Crazy '08 is the story of the 1908 pennant races. That National League race is immortal because of the famous "Merkle boner", when a game tied because Giants rookie Fred Merkle failed to touch second base on the otherwise game-winning single had to be replayed. The American League race was decided only by the teams running out of games, and by the absence of a rule requiring all games possibly affecting a pennant race be made up. It is also most notable as being the last season to date when the Chicago Cubs won the World Series. Theodore Roosevelt was president, radio was an experiment, Ford was just introducing the Model T, and the Cubs were repeat champions.

Murphy's long, engrossing story is mostly well-written and, as far as I can tell, quite accurate. It is a welcome addition to the baseball bookshelf. The only quibbles I have are a tendency by the author (a business writer and daughter of the longtime author of Prince Valiant) to excessively colloquial writing, and a similar tendency to use archaisms like "hard by" for "next to" in the text. I suspect this is just a tic picked up from her poring over all the purple prose that passed for sports-writing in the first decade of the 20th century.

The Cold War in Literature

The Anti-Communist Manifestos
John V. Fleming (2009)

I read a short notice for this book in the Sewanee Review two weeks ago. The notice explained that the book is about four key milestones in publishing in the period around the second world war when the true nature of Stalin's Russia was revealed to the world by four ex-Communists: Arthur Koestler's Darkness at Noon, Richard Krebs' Out of the Night, Whittaker Chambers' Witness, and Victor Kravchenko's I Chose Freedom. Before these books, American and European "progressives" actually believed that the Soviet Union was the hope for the future, a humane workers' paradise. The authors were all blasted by liberals the left as liars.

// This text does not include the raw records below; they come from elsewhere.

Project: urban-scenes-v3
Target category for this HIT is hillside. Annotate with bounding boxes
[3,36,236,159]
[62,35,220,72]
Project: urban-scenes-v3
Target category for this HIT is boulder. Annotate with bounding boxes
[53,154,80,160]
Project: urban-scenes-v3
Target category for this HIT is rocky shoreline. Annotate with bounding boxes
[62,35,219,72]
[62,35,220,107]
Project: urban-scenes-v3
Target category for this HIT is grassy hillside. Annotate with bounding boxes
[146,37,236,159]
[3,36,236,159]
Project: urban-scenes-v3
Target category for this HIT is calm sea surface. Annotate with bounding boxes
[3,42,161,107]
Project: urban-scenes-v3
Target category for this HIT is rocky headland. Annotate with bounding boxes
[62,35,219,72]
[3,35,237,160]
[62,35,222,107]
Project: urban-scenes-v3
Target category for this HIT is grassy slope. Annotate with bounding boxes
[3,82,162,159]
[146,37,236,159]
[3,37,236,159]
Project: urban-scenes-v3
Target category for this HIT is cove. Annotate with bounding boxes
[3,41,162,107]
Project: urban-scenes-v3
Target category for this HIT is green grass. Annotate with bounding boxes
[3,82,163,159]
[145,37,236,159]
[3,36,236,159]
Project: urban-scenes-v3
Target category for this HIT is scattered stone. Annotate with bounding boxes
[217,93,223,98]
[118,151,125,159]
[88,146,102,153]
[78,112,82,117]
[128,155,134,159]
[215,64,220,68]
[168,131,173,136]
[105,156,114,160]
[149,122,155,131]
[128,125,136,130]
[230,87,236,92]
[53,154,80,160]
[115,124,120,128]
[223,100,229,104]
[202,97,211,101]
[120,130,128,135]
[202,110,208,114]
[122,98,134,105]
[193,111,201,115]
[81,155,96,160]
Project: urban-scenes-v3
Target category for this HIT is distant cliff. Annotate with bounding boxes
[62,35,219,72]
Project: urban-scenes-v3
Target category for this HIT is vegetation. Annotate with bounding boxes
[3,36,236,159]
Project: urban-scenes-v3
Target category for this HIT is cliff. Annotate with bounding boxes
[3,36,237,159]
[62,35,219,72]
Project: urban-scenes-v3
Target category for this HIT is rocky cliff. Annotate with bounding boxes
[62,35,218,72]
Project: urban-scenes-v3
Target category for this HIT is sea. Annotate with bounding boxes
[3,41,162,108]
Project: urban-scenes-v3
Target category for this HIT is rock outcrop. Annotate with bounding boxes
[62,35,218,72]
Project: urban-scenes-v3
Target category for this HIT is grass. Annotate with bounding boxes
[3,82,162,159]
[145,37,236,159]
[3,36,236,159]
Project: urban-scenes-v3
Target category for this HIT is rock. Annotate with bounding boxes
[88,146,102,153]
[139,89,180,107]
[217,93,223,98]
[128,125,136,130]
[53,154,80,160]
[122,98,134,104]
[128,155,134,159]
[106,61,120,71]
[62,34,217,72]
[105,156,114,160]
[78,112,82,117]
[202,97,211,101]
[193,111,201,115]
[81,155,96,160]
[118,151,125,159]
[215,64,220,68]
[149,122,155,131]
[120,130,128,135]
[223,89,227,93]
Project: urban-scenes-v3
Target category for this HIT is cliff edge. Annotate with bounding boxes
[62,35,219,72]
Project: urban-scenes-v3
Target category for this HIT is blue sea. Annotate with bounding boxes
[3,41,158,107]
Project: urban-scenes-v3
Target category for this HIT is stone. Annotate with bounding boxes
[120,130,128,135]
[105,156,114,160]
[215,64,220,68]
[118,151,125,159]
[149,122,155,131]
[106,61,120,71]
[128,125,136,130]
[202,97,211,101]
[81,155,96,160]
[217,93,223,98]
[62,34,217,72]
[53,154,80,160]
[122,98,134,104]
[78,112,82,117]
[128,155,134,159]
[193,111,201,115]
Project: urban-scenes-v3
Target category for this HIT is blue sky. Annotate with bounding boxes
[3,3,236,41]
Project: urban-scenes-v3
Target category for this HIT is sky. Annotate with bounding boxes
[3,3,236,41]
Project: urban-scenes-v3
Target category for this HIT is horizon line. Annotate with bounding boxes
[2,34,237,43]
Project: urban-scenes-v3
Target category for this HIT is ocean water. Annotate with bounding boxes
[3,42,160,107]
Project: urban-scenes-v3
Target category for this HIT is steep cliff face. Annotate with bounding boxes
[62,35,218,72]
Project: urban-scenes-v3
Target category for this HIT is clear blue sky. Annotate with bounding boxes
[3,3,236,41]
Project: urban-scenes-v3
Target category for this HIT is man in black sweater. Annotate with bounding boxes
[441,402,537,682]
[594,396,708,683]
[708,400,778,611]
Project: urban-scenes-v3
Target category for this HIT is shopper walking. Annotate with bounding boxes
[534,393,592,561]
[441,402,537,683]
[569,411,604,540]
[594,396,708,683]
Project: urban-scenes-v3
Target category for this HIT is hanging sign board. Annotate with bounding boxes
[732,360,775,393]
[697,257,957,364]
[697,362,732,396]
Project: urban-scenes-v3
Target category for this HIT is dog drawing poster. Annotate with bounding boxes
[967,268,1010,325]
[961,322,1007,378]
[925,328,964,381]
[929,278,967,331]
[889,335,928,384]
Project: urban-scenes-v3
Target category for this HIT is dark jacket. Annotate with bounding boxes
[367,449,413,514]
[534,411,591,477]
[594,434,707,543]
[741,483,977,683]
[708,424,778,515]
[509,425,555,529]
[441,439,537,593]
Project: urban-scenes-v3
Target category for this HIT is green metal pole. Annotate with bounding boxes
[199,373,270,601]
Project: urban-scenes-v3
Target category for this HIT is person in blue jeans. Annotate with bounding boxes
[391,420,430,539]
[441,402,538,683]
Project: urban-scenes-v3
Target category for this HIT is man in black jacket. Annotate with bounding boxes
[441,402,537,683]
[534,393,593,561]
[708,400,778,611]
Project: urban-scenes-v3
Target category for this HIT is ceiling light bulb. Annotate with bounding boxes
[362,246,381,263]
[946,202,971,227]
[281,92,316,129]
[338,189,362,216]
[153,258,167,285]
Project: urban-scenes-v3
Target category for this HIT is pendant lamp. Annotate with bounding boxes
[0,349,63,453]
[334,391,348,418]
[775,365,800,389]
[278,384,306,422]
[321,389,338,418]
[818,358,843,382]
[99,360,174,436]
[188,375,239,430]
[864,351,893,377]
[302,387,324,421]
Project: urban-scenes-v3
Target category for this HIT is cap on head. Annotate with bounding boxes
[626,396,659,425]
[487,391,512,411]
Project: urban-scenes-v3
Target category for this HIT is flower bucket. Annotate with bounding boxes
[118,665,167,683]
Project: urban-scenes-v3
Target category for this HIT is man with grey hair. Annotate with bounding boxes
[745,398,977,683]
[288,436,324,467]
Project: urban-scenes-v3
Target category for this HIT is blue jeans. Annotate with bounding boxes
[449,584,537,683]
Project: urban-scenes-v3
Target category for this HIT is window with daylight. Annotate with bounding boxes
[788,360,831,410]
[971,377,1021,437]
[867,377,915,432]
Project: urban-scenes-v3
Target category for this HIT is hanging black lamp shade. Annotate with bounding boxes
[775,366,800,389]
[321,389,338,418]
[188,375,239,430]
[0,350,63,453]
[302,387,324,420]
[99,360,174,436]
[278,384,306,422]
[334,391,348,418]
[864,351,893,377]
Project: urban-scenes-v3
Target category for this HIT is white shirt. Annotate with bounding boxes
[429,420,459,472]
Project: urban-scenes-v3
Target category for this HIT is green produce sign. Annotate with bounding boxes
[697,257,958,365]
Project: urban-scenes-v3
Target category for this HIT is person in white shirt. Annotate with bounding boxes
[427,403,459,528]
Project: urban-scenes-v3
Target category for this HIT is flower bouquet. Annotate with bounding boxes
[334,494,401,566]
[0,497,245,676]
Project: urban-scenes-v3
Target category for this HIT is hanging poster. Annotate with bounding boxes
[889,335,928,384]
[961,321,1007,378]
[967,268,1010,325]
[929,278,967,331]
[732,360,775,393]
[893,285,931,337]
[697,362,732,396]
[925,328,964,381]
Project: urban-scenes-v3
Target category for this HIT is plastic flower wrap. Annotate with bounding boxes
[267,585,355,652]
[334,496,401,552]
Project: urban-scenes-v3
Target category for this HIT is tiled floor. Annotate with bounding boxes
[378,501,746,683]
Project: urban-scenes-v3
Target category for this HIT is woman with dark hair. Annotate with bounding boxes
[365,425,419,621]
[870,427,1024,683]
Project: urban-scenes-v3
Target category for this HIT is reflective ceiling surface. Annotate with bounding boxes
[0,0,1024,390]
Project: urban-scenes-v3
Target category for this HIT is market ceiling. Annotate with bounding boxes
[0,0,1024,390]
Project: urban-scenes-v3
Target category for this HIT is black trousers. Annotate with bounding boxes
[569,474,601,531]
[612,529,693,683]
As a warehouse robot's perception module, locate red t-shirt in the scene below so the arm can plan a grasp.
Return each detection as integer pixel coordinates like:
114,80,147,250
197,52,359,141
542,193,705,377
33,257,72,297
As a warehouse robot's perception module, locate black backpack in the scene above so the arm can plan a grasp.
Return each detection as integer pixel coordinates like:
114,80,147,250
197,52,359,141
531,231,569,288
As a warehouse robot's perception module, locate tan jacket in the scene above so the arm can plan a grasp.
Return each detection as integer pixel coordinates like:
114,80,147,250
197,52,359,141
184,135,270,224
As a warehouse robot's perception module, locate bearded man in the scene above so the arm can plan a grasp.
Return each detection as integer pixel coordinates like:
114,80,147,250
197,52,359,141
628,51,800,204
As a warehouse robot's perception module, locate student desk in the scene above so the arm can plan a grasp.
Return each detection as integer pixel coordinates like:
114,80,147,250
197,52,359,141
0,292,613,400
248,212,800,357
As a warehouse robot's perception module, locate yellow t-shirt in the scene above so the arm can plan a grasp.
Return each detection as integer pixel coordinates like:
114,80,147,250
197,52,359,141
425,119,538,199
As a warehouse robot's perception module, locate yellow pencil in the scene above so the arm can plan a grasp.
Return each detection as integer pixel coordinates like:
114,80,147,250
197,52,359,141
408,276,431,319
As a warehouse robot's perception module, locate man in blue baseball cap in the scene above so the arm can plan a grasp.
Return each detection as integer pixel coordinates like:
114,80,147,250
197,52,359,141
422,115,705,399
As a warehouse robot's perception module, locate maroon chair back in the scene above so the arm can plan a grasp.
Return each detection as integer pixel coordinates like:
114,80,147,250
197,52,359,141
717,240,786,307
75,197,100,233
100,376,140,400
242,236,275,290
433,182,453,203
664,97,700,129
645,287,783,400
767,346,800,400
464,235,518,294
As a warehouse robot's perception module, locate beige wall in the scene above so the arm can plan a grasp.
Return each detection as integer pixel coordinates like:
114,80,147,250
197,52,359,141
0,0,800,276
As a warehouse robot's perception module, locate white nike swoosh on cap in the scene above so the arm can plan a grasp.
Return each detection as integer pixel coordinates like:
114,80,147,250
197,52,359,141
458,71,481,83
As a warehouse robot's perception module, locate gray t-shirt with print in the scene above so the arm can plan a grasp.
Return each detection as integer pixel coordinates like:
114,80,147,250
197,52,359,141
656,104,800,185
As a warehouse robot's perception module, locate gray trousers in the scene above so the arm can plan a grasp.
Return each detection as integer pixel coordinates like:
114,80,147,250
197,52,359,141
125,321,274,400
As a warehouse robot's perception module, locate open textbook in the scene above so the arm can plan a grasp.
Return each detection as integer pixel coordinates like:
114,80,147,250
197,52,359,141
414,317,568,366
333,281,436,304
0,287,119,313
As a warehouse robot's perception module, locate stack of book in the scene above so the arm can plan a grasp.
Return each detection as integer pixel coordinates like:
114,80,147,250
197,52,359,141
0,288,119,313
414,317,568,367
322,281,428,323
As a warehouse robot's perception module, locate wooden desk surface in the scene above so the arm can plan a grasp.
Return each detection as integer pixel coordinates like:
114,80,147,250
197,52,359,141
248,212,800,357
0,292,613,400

Now, I have known the book I Chose Freedom since childhood. Today it is obscure, almost forgotten, but in 1946 it was a sensation. A copy sat on my grandmothers' bookshelf, a purple-clad reprint my grandfather had purchased (and inscribed) all those years ago, one of those books I told myself I would read when I "grew up", along with the Finnish novel The Egyptian right next to it. When I was 14, I pulled the book down and read it. Kravchenko's autobiography tells of the Ukrainian famines of the 1920s, the purges of the 1930s, the alliance with Hitler in 1939, and the war, in deepest detail. I still have the book, and I re-read it every five years or so. So the notice in the Review attracted my attention, and I got the book.

And, no, it's not a right-wing screed. Fleming is professor-emeritus of English from Princeton, and the book is about the impact of the exposure of the truth -- even through novels like Darkness at Noon. Recommended, although a bit sloggy to read because the author is very, very professorial.

And by the way, if you are inclined to believe that there were no real Communists in Hollywood in the 1940s and 1950s, ask yourself one question: Why were none of these books made into movies when all of them are ripping good stories? The answer is certain writers and directors who were later blacklisted were instrumental in suppressing them because these poor souls believed that Russia was not a police state.